The decisions we make today have long tendrils that stretch into the future. What will our generation be known for? The indications are not good.

We are the generation that has put unprecedented amounts of carbon in the atmosphere, thrown plastic into the seas, cleared obscene amounts of forest cover. The legacy we will bequeath will be of an earth gasping to breathe, of dramatic flooding and scorching forest fires, of lost coastlines and submerged oceanfronts. Indeed, nature seems to have accelerated that legacy, so that we are likely to face our own ruinous inheritance in our own lifetimes.

Closer to home, we are the ones who have ruined our cities. We once had well-planned, orderly urban areas where robust infrastructure was put into place in advance of properties, and where strict rules applied. All that has been out of the window for a while. Developers build where they like, as high as they like. Trees are razed without a second thought. Riparian boundaries are ignored with glee. The drainage system for our capital city, as comedian Amandeep Jagde tweeted recently, is evaporation.

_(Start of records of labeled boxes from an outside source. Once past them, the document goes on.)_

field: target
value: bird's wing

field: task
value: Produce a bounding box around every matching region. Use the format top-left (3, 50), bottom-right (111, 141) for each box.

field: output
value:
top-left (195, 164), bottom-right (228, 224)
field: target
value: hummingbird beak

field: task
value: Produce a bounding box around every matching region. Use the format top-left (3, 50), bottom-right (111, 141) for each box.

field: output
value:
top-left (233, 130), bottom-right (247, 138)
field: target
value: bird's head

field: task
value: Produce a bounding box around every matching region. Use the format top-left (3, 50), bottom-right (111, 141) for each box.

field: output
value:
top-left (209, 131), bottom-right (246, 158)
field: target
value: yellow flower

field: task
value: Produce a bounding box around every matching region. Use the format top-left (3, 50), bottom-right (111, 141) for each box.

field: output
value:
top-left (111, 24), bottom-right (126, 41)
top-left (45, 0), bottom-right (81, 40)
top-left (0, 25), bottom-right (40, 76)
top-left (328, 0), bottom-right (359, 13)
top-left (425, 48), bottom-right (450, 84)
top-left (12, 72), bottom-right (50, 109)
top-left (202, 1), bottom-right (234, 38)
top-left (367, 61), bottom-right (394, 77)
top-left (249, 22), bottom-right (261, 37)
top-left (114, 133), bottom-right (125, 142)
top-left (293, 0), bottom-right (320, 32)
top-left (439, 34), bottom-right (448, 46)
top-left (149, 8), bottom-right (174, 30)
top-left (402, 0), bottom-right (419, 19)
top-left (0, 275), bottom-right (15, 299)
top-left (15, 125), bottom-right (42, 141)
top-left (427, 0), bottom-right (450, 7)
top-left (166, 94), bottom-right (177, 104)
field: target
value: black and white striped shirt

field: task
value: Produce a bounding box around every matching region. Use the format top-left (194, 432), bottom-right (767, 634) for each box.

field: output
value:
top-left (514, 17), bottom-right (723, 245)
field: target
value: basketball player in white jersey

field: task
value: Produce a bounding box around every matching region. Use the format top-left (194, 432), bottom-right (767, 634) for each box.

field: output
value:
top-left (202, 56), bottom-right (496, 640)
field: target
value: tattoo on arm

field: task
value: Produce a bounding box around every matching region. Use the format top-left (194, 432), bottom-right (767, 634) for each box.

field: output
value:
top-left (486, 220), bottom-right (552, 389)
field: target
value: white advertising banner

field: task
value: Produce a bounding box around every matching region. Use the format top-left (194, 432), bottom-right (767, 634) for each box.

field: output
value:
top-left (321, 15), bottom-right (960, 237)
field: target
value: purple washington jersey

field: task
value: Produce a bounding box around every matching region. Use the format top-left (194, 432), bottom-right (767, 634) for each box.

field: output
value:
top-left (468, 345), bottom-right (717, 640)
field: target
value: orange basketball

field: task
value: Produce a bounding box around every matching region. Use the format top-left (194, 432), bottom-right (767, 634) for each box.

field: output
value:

Yet those who hold the reins will no doubt have the nerve to blame this on the gods. Yes, we know the gods you mean: greed, corruption, self-importance. Your worship of them is everyone’s downfall.

It is in our time that the cancer called corruption has been introduced into the body politic and the body economic. It has spread its tentacles and strangled every organ that was once healthy. Every project, every initiative, every emergency is merely an inflated budget, there for the looting. The few must benefit at the cost of the many, so that they can buy yet another mansion, yet another fleet of cars, yet more glitter to fritter.

How will they judge us, our children’s children? The clowns who screwed it all up, and left a stinking mess? The gluttons who ate it all up, and bequeathed generational poverty? The guzzlers who soiled their own planet and endowed the remains? Of what use is a narrow focus on self, when the bigger deal of humanity is lost and we bestow only difficulty and suffering?

Let us not point this finger just at politicians, much as they carry the fundamental blame. Our personal ethical standards are ours, and we cannot denounce the world around us if we ourselves are no different. Being a good ancestor means leading a good life, a life that demonstrates good intentions every day. How we bring up our children, how we conduct our businesses, how we show up to do our work, how we treat our employees, how we regard our neighbours—every action is a brick in the edifice of the future. We set the precedents. What we stand for, what we promote, what we decry, what we vote for, what we buy—every action counts. We must embody the traits we wish to see in our successors.

Like my Japanese cooper, each of us has the potential to be a link in the chain of humans that is strong and true. The ask is simple: don’t let down your successors; don’t be the laughing-stock of your heirs; don’t pass crap down to your inheritors. The task is harder: to live life in a way that is valuable, inheritable, and worthy of respect.